Where do we go to find the remedy for this diagnosis -- the cancer of sin in the human heart? How can human depravity and its consequences be forgiven and healed? Enter the Messiah who exercises divine authority. He comes to forgive and to heal. We read that Jesus even knew their unexpressed thoughts. He asked his adversaries, "Why do you entertain evil thoughts in your hearts?" In his omniscience as God in the flesh, he knew the condition of the human heart -- the evil thoughts that sear our consciences and cause so much trouble in our relationships with one another. We suppose that no one knows what is going on in our minds. We forget that the Spirit of God searches our hearts and minds at all times. We are an open book to God. "Search me, O God, and know my heart; test me and know my anxious thoughts" (Psalm 139:23). Jesus exposed their malicious thoughts and put them to open shame. "Nothing in all creation is hidden from God's sight. Everything is uncovered and laid bare before the eyes of whom we must give account" (Hebrews 4:13). Nothing can be concealed from Jesus. He sees, he knows, he records. "God will judge men's secrets through Jesus Christ, as my gospel declares" (Romans 2:16).
What is your reaction to his words and his actions? You can be attracted to him, as was the paralyzed man and his friends who brought him to Jesus. Or you can be threatened by him, as were the leaders of his day. You can come with trust, faith, hope, and desperation for a solution to your problems, recognizing that Jesus is adequate and able to handle your needs. You respond to his call to follow him, to turn to him in the moments of your fears.

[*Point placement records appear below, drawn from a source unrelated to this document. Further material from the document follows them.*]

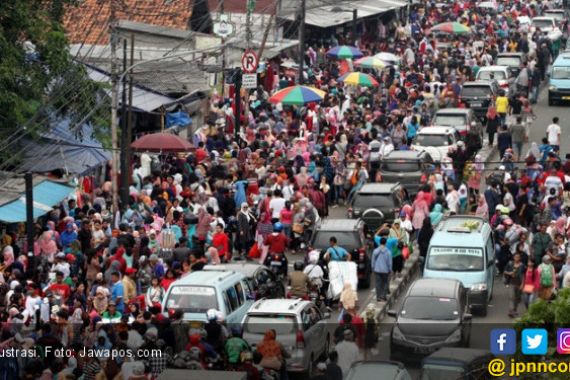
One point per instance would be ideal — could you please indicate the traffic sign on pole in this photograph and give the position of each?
(249, 61)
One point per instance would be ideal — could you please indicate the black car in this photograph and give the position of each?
(433, 314)
(262, 281)
(377, 369)
(350, 235)
(457, 363)
(406, 167)
(376, 204)
(512, 60)
(479, 95)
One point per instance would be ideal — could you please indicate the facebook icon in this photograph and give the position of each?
(503, 341)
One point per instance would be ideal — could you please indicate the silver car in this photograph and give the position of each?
(300, 326)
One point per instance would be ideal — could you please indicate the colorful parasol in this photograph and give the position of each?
(161, 142)
(370, 63)
(358, 79)
(297, 95)
(345, 52)
(451, 27)
(387, 57)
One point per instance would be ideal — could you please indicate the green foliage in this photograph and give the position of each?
(39, 80)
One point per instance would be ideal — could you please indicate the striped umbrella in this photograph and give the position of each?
(358, 79)
(370, 63)
(451, 27)
(345, 52)
(297, 95)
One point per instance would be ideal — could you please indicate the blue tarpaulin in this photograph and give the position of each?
(46, 195)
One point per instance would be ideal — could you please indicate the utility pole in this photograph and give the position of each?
(302, 42)
(354, 17)
(29, 181)
(114, 106)
(124, 134)
(237, 94)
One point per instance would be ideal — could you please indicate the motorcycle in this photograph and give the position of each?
(277, 263)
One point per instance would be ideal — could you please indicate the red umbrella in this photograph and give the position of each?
(161, 142)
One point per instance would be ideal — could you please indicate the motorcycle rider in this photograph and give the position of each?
(277, 243)
(235, 347)
(299, 281)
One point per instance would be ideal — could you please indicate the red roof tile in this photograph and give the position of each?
(88, 21)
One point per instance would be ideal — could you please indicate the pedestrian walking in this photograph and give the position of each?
(382, 267)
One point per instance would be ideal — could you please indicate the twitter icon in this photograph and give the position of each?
(534, 341)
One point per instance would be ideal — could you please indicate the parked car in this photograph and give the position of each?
(457, 364)
(262, 281)
(351, 235)
(559, 79)
(197, 292)
(462, 248)
(462, 119)
(375, 204)
(512, 60)
(437, 141)
(547, 26)
(478, 95)
(502, 74)
(406, 167)
(301, 328)
(376, 369)
(433, 314)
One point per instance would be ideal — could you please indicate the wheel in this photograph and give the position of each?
(325, 354)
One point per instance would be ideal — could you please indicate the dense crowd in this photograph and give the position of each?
(96, 279)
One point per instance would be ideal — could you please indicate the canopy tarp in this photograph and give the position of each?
(74, 152)
(46, 195)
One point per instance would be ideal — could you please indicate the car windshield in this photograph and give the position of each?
(541, 24)
(349, 240)
(372, 371)
(441, 372)
(455, 259)
(259, 324)
(192, 299)
(509, 61)
(561, 73)
(423, 139)
(486, 75)
(555, 15)
(476, 91)
(449, 120)
(364, 201)
(430, 308)
(401, 165)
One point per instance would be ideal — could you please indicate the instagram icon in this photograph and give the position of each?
(563, 341)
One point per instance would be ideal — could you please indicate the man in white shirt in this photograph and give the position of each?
(347, 352)
(276, 204)
(553, 132)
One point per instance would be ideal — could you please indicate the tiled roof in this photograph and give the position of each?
(88, 21)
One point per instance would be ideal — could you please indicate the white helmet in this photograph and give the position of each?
(212, 315)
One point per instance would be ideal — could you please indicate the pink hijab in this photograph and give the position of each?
(8, 254)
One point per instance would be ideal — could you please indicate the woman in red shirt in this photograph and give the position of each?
(220, 241)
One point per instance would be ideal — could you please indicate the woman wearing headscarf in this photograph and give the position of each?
(474, 181)
(493, 122)
(482, 210)
(436, 214)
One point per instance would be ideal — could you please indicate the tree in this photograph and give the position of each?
(201, 20)
(39, 80)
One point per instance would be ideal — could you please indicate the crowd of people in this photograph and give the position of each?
(96, 279)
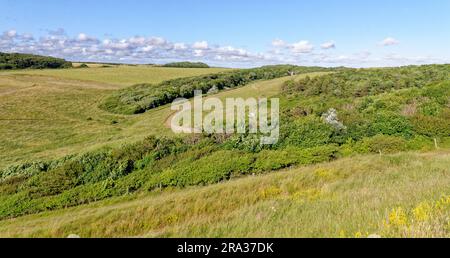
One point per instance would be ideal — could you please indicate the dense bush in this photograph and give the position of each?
(187, 65)
(314, 128)
(24, 61)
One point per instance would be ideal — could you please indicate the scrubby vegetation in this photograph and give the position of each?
(142, 97)
(342, 114)
(187, 65)
(352, 197)
(10, 61)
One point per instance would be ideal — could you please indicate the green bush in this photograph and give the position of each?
(142, 97)
(24, 61)
(307, 132)
(187, 65)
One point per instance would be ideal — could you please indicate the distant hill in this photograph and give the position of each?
(9, 61)
(187, 65)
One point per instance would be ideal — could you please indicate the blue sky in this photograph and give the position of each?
(231, 33)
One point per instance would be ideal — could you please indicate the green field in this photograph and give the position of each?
(46, 117)
(322, 179)
(53, 113)
(353, 197)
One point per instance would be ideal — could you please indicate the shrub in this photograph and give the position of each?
(307, 132)
(23, 61)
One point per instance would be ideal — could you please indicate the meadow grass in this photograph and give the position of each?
(124, 75)
(45, 117)
(351, 197)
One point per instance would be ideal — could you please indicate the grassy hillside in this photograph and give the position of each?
(11, 61)
(352, 197)
(187, 65)
(43, 114)
(143, 97)
(123, 75)
(324, 117)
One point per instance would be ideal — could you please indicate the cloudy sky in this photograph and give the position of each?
(231, 33)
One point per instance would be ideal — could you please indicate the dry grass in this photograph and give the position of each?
(351, 197)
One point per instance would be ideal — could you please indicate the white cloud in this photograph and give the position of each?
(179, 46)
(278, 43)
(200, 45)
(328, 45)
(389, 41)
(198, 52)
(11, 33)
(82, 37)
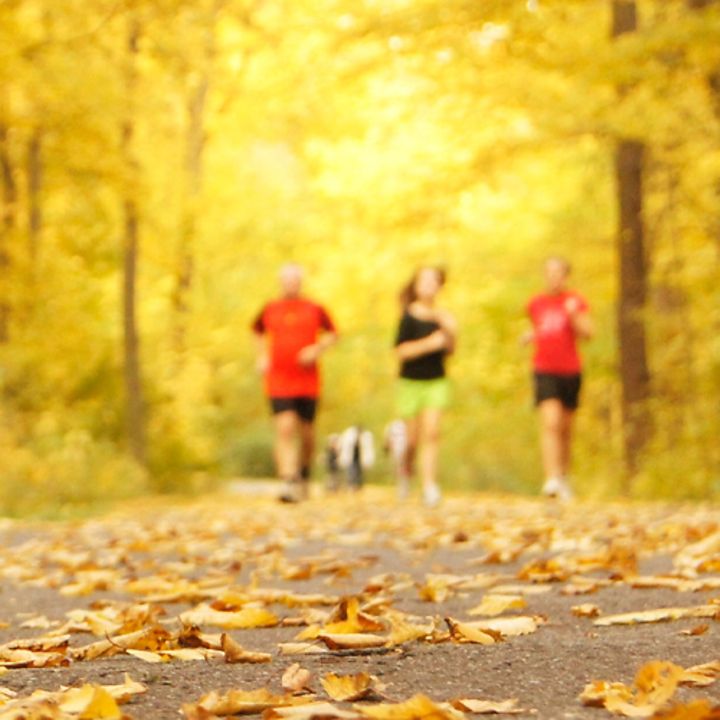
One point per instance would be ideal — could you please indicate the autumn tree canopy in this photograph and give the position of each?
(159, 160)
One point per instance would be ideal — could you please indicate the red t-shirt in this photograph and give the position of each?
(291, 324)
(555, 341)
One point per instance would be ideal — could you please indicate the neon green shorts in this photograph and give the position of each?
(416, 395)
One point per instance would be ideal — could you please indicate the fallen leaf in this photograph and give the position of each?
(311, 711)
(695, 710)
(90, 702)
(352, 641)
(654, 685)
(235, 653)
(296, 679)
(301, 649)
(469, 632)
(585, 610)
(347, 688)
(242, 702)
(490, 707)
(659, 615)
(701, 675)
(418, 707)
(248, 617)
(492, 605)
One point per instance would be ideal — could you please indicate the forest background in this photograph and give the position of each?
(160, 159)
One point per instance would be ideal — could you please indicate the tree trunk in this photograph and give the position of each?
(35, 184)
(134, 412)
(193, 171)
(7, 229)
(194, 144)
(634, 373)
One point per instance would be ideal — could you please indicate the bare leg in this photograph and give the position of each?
(286, 458)
(430, 447)
(412, 426)
(566, 425)
(307, 443)
(551, 437)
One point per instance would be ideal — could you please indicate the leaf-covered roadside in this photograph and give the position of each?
(359, 607)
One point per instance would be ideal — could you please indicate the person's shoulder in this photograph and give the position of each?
(536, 299)
(577, 295)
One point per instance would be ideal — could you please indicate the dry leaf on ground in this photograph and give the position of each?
(296, 679)
(347, 688)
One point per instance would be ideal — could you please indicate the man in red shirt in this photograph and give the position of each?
(293, 333)
(560, 317)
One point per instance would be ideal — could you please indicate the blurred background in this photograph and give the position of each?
(159, 159)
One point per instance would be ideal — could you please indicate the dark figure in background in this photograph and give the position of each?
(357, 453)
(560, 317)
(292, 333)
(332, 465)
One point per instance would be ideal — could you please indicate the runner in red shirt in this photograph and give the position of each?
(560, 317)
(292, 333)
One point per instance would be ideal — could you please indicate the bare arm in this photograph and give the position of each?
(262, 361)
(448, 324)
(580, 320)
(411, 349)
(310, 354)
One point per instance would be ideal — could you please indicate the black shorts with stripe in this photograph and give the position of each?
(551, 386)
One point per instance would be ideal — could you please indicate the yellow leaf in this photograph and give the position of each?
(311, 711)
(654, 685)
(241, 702)
(147, 656)
(695, 710)
(346, 641)
(696, 631)
(248, 617)
(492, 605)
(301, 649)
(467, 632)
(701, 675)
(296, 679)
(585, 610)
(235, 653)
(489, 707)
(347, 688)
(127, 690)
(90, 702)
(418, 707)
(659, 615)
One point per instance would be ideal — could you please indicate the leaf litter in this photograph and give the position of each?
(360, 579)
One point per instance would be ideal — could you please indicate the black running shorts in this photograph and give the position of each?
(565, 388)
(304, 407)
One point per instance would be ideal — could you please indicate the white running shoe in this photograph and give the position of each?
(558, 488)
(432, 496)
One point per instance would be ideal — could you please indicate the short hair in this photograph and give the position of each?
(408, 294)
(294, 268)
(561, 260)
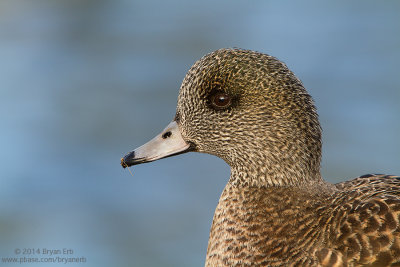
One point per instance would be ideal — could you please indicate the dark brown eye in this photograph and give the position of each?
(220, 100)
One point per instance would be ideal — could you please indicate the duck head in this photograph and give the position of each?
(250, 110)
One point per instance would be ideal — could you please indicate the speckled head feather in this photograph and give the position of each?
(249, 109)
(269, 134)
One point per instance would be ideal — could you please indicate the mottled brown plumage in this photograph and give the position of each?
(249, 109)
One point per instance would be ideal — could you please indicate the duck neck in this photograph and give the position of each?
(296, 170)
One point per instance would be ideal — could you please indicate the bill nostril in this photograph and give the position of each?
(166, 135)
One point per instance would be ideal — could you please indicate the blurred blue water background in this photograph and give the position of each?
(83, 82)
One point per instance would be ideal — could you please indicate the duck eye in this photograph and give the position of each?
(220, 100)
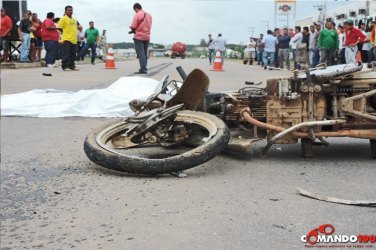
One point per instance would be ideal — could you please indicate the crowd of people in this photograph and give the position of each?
(62, 38)
(217, 44)
(313, 45)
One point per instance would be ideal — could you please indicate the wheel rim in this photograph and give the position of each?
(156, 151)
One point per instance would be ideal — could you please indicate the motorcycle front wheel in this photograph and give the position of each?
(211, 131)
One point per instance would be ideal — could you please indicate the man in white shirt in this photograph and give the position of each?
(251, 47)
(294, 42)
(220, 44)
(366, 44)
(341, 47)
(270, 42)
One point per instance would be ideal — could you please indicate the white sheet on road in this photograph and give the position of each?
(109, 102)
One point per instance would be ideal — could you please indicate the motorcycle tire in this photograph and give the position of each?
(109, 158)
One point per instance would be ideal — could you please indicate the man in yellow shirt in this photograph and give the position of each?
(69, 39)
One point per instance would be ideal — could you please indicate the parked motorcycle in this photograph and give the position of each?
(182, 126)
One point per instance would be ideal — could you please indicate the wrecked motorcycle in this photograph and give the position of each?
(182, 126)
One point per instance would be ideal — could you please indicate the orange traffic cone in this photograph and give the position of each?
(217, 66)
(110, 59)
(358, 58)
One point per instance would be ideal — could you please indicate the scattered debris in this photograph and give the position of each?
(179, 174)
(335, 200)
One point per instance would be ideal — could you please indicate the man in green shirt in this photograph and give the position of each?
(92, 37)
(328, 44)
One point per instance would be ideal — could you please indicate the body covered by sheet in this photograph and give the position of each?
(109, 102)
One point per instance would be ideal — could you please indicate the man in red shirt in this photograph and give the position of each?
(353, 36)
(50, 37)
(141, 27)
(5, 32)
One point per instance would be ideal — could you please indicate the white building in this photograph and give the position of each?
(356, 10)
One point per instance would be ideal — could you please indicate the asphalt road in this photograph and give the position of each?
(53, 197)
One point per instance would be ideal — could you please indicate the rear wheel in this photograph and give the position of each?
(148, 158)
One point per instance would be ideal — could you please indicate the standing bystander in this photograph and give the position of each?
(366, 44)
(315, 48)
(50, 37)
(298, 37)
(220, 44)
(24, 30)
(69, 39)
(92, 37)
(251, 47)
(328, 44)
(353, 36)
(5, 32)
(80, 43)
(260, 49)
(211, 48)
(103, 45)
(270, 42)
(141, 27)
(341, 47)
(36, 43)
(311, 43)
(284, 44)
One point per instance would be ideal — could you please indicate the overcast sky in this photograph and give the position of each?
(176, 20)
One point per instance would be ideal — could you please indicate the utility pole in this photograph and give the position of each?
(251, 29)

Or you can question his authority and competence. You can refuse to acknowledge his claim on your life, your lifestyle, your worldview, and your priorities. You are more comfortable with your individualistic self-centered morality and don't want to accept a higher authority in your life to which you have to be accountable. But the whole world is held accountable to God. You can reject his claims to speak for God, to forgive sins, even though you are conscious of sin in your life.
What is the proof of his authority? The healing of the paralytic. It is when a man or woman meets Jesus and experiences his healing, his deliverance, his salvation, that his authority is confirmed. Instead of entertaining evil thoughts in your hearts, questioning the authority of Jesus as God come to save you, you experience the forgiveness of your sins and rise up to walk in the power of the Holy Spirit. That is the proof of who Jesus is. Jesus came and suffered and died for you so that you may be forgiven and the cancer of sin eradicated in your life. He took upon himself the penalty of your sins in his sacrificial death upon the Cross so that you might be forgiven. He comes into your lives to heal you of your paralysis. You experience the riches of the kindness, tolerance and patience of God. Your life is changed forever.